Text Extraction Node
Definition
LLMs cannot directly read or interpret document content. The Text Extraction node parses uploaded documents and converts their content into plain text, which can then be passed to an LLM for processing.
Use Cases
- Build LLM applications that interact with files, such as ChatPDF or ChatWord
- Analyze and inspect the content of user-uploaded files
Node Function
The Text Extraction node acts as an information processing center: it reads the file from the input variable, extracts the content, and outputs it as a string variable for downstream nodes.
The node structure includes: Input Variable, Document Parsing Service, Image Parsing, Page Range Extraction, and Output Variable.

Input Variable
The Text Extraction node accepts only the following data structures:
File— A single fileArray[File]— Multiple files
It can only extract content from document-type files: TXT, Markdown, PDF, HTML, DOCX, etc. It cannot process images, audio, or video files. Files must be smaller than 100 MB.
Document Parsing Service
Defaults to the parsing service selected on the Model Management → Model Configuration page.

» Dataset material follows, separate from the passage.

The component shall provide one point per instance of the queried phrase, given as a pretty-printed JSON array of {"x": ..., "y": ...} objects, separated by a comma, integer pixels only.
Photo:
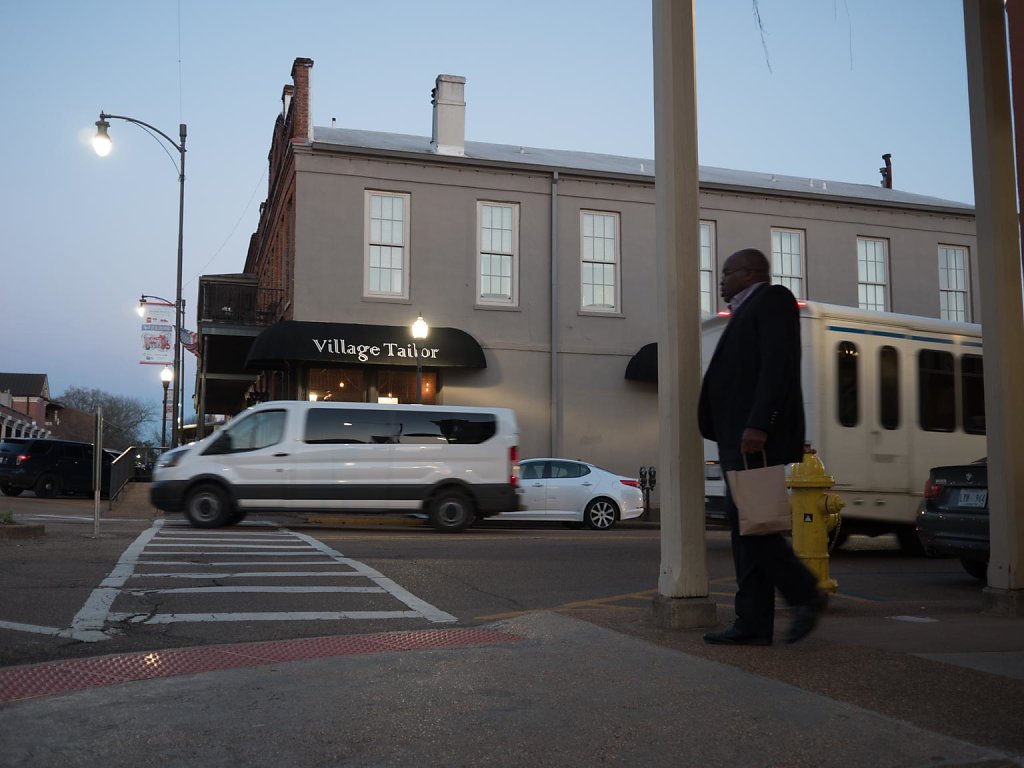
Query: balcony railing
[{"x": 238, "y": 302}]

The parsing service converts text to Markdown format, preserving heading hierarchy, tables, lists, and other structural information for downstream structured processing.
Two parsing modes are supported:
- Default Parsing — Uses the system's built-in document parsing engine. Suitable for well-formatted TXT, Markdown, HTML, and DOCX files. Fast, no extra configuration needed.

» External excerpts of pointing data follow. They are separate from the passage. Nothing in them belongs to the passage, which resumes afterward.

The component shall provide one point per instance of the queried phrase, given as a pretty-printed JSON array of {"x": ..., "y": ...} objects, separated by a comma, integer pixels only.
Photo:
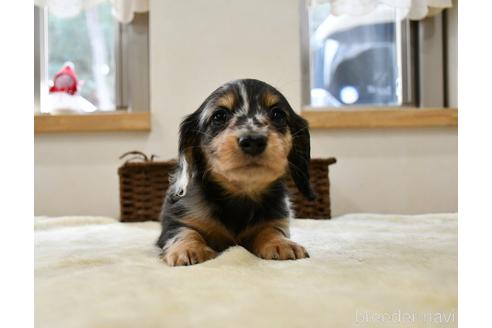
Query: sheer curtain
[
  {"x": 123, "y": 10},
  {"x": 412, "y": 9}
]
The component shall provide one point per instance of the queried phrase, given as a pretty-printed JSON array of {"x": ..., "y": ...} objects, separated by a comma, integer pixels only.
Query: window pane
[
  {"x": 354, "y": 59},
  {"x": 86, "y": 42}
]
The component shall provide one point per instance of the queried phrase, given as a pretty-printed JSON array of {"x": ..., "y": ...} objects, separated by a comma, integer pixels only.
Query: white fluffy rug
[{"x": 364, "y": 270}]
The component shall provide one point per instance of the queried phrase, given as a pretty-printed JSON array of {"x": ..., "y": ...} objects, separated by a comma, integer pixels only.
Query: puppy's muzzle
[{"x": 252, "y": 144}]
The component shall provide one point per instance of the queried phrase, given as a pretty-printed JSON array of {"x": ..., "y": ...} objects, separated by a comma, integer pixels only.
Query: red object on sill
[{"x": 65, "y": 81}]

- Custom Parsing Service — Configure a third-party parsing service (e.g., azure_document_intelligence, deepseek) on the Model Management → Model Configuration page. Suitable for complex PDFs or documents with many tables and charts, offering higher parsing accuracy.
Image Parsing
Image parsing extracts embedded image content from uploaded documents, converts image information into text descriptions, and merges it into the document text output — enabling the LLM to understand charts, screenshots, and other visual content.
When enabled, configure:
- File Image Processing Model — Select a multimodal model with image recognition capability (e.g., GPT-4o, Claude 3) to parse embedded images. Adjust model parameters (temperature, max_tokens) to control description detail and accuracy.

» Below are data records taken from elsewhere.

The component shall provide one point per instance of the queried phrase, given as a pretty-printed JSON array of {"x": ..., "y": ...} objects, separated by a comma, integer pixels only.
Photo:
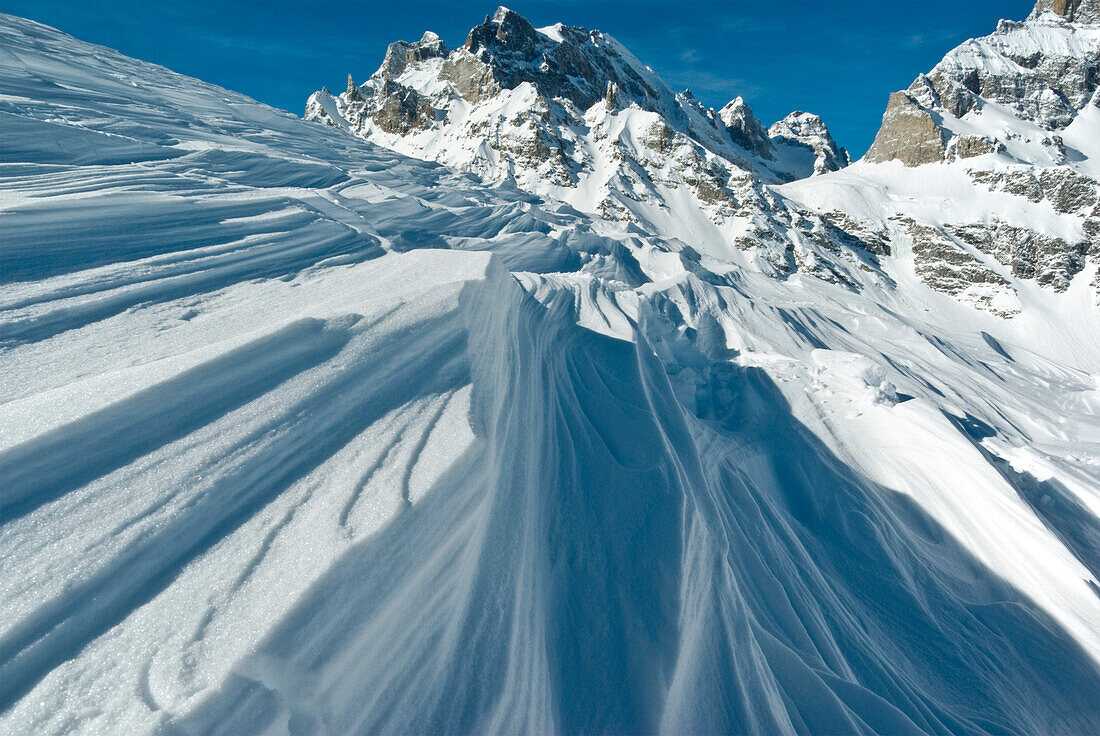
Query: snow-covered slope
[
  {"x": 298, "y": 435},
  {"x": 985, "y": 169}
]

- Image Analysis Prompt — Write a prompt to guide the model in describing image content. For example, for flowcharts: "Please describe the process steps and node relationships in this diagram."
Page Range Extraction
When you only need content from a specific page range, enable Page Range Extraction to avoid processing irrelevant content.

After enabling, click preview when uploading a file to view its content, then enter the start and end page numbers.

Output Variable
The output variable is always named text. The output type depends on the input:
- Input is
File→ output isstring - Input is
Array[File]→ output isarray[string]
Array variables generally need to be used with a Task Loop node.